For every cell C, make a sum of the cell "just above C"
and the cell "just left diagonally above" C. Place the
sum in C"

So, I make the assumption "top left" here means "left diagonally
above",
and NOT M[1;1] in all cases.

As the problem is stated, the first row and the
first column becomes special cases: the first row
is left intact, and the first column (apart from
the first row) is just downshifted one step (I suppose...?).
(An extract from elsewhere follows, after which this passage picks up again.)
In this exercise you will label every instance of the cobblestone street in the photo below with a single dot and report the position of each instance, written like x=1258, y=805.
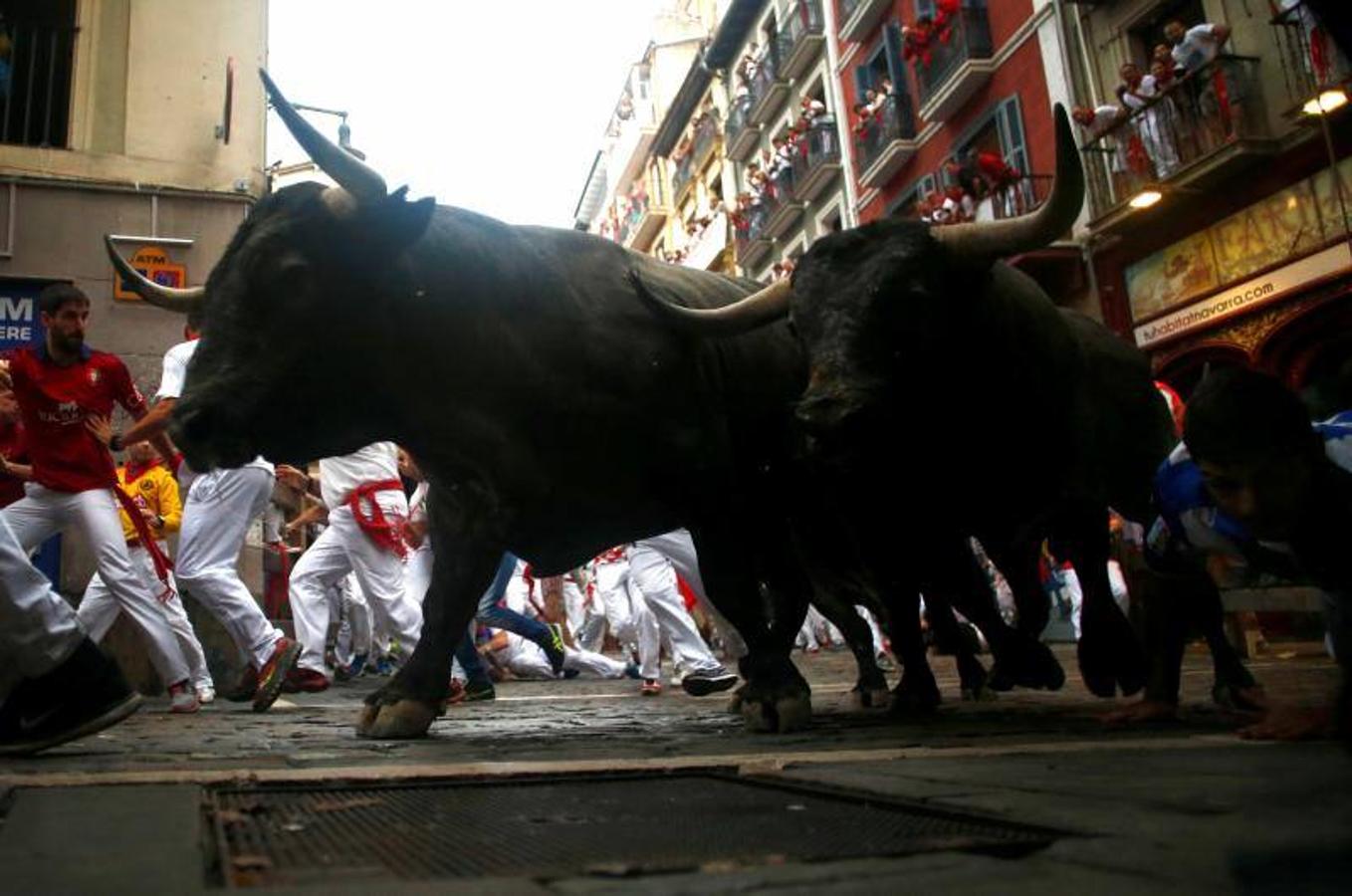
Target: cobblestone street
x=1031, y=759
The challenge (if any) may have been to correctly interpret
the requirements. Now, that would NEVER happen in
a real world situation, right?...

Anyway, here is my attempt, using basically the same mix of dropping
and catenating as others have suggested:

M (original matrix):

1 2 3 4 5 6 7 8 9 10 11 12 13 14 15 16
17 18 19 20 21 22 23 24 25 26 27 28 29 30 31 32
33 34 35 36 37 38 39 40 41 42 43 44 45 46 47 48
49 50 51 52 53 54 55 56 57 58 59 60 61 62 63 64
65 66 67 68 69 70 71 72 73 74 75 76 77 78 79 80
81 82 83 84 85 86 87 88 89 90 91 92 93 94 95 96
97 98 99 100 101 102 103 104 105 106 107 108 109 110 111 112
113 114 115 116 117 118 119 120 121 122 123 124 125 126 127 128
129 130 131 132 133 134 135 136 137 138 139 140 141 142 143 144
145 146 147 148 149 150 151 152 153 154 155 156 157 158 159 160
161 162 163 164 165 166 167 168 169 170 171 172 173 174 175 176
177 178 179 180 181 182 183 184 185 186 187 188 189 190 191 192
193 194 195 196 197 198 199 200 201 202 203 204 205 206 207 208
209 210 211 212 213 214 215 216 217 218 219 220 221 222 223 224
225 226 227 228 229 230 231 232 233 234 235 236 237 238 239 240
241 242 243 244 245 246 247 248 249 250 251 252 253 254 255 256


M[1;],[1](¯1 drop M[;1]),0 ¯1 drop (¯1 0 drop M)+(¯1 1 drop M),0


1 2 3 4 5 6 7 8 9 10 11 12 13 14 15 16
1 3 5 7 9 11 13 15 17 19 21 23 25 27 29 31
17 35 37 39 41 43 45 47 49 51 53 55 57 59 61 63
33 67 69 71 73 75 77 79 81 83 85 87 89 91 93 95
49 99 101 103 105 107 109 111 113 115 117 119 121 123 125 127
65 131 133 135 137 139 141 143 145 147 149 151 153 155 157 159
81 163 165 167 169 171 173 175 177 179 181 183 185 187 189 191
97 195 197 199 201 203 205 207 209 211 213 215 217 219 221 223
113 227 229 231 233 235 237 239 241 243 245 247 249 251 253 255
129 259 261 263 265 267 269 271 273 275 277 279 281 283 285 287
145 291 293 295 297 299 301 303 305 307 309 311 313 315 317 319
161 323 325 327 329 331 333 335 337 339 341 343 345 347 349 351
177 355 357 359 361 363 365 367 369 371 373 375 377 379 381 383
193 387 389 391 393 395 397 399 401 403 405 407 409 411 413 415
209 419 421 423 425 427 429 431 433 435 437 439 441 443 445 447
225 451 453 455 457 459 461 463 465 467 469 471 473 475 477 479


Good luck using APL. APL takes the interactive approach to the
level where it becomes an "immersive experience".